Chapter 5 is honey, a remarkable food that amazed the ancients. It needs no refrigeration, and yet never spoils. In eras with lousy food sources, honey was seen as a miracle food. There are numerous examples of the bizarre properties that the Egyptians and Romans believed honey possessed. Despite the fact that honey is made from insects, it is nevertheless considered a kosher food.

Chapter 6 - is about vanilla, the second most expensive spice on the planet (the most expensive is saffron). Almost all vanilla that is purchased in the store is an artificial substitute. There is a lot of talk about ice cream in this chapter. In WWII, bomber crews would strap a barrel of cream and sugar to the side of their plane. The turbulence and vibrations of the plane would churn the mixture, while the cold at high altitude froze the concoction, so that if the bomber survived the mission, they would have a barrel full of ice cream when the plane landed back at base.

Chapter 7 is all about feasting, which Siegel calls the Cockaigne. Catholics are not supposed to eat eggs during Lent, so Easter eggs are a symbol that Easter has arrived.
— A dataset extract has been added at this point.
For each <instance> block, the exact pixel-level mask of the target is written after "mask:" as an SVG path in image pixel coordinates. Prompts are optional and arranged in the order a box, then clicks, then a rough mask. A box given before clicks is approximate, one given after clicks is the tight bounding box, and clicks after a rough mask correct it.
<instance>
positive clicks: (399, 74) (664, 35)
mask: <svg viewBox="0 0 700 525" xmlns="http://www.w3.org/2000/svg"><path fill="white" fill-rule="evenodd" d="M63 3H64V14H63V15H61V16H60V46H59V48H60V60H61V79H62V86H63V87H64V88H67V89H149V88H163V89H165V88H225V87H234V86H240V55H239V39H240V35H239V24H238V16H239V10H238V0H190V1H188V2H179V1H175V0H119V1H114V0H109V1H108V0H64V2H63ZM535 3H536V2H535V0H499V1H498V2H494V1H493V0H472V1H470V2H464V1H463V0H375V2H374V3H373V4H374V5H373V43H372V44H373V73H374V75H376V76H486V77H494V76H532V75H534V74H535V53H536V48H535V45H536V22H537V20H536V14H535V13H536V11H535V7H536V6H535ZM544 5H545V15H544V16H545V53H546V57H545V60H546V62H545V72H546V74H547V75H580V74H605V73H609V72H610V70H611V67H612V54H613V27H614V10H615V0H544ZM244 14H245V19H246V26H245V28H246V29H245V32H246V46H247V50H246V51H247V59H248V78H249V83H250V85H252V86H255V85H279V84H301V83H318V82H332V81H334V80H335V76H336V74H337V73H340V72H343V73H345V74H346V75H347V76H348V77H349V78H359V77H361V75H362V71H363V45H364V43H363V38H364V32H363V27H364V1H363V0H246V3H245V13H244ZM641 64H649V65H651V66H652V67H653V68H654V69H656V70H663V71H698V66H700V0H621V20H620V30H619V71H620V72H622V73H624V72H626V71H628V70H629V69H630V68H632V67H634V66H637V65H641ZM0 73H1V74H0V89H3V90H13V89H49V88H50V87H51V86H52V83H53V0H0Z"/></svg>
Chapter 8 is about the abundance of food in our culture. One thing that is interesting is just the incredible amount of food items available to us. The average grocery store sells 9000 items. Today's Americans eat better than 99% of humanity has through the ages - the wines you buy at the gas station mini-mart are better than the wines once served to kings. There are over 50 (!) varieties of Oreo cookies! (Including the Halloween special orange "creme" cookies. They cannot call the center filling of the Oreos "cream" because there is no dairy product in the middle of an Oreo.) Think of all the different flavors of Pringles, ice cream or beer. There are walls of tomato sauce flavors. But oddly, these incredible number of choices doesn't make us happier because too much choice means that we can't try all the varieties and so feel we are missing out. They did an experiment for free taste testing of 30 flavors of jam - and big crowds lined up to try all the different flavors. But only 3% of people who sampled the many jam flavors actually bought a jar to take home. Then they limited the free taste testing to just 6 flavors of the jam. Not nearly as many people lined up to try the jams - but 30% of the people who did sample the six flavors ended buying a jar to take home. The point is that with just six flavors, a consumer can make an accurate decision about which flavor they like best, and so they can buy that jam and take it home. With thirty flavors of jam to choose from, the decision is overwhelming, and people end up frustrated and make no decision at all.

Chapter 9 talks about hot chilis, and why humans eat them. Chilis contain a hot substance called capsaicin which is supposed to make their food unpalatable to humans. Birds are insensitive to capsaicin, chilis want to be eaten by birds, because chili seeds pass through a bird's system and then are spread far and wide, and are started with a dose of natural fertilizer. Chili seeds that are eaten by birds are 4x more likely to sprout than uneaten seeds. But despite their hotness, (or, because of the hotness) humans persist in eating chilis, and now, ironically, we have spread chili plants on vaster scale than could ever be achieved by dispersal by birds.

Chapter 10 is about how much fraud there is in food. The FDA cannot possibly keep and track the tens of thousands of different food items we import and consume. Numerous studies of fish find that the majority of them are mislabeled - the "tuna" is not tuna, the "lobster" is not lobster. It isn't just sea food that is mislabeled. Vitamins, honey, olive oil - it is an extensive list of food items that are deceptively labeled. Basically, if it isn't fresh food that you cook yourself, you cannot trust what is in it.

Overall, there is much to like in The Secret History of Food! There is an over-abundance of good books out there to read these days, but this is one choice that I don't regret making.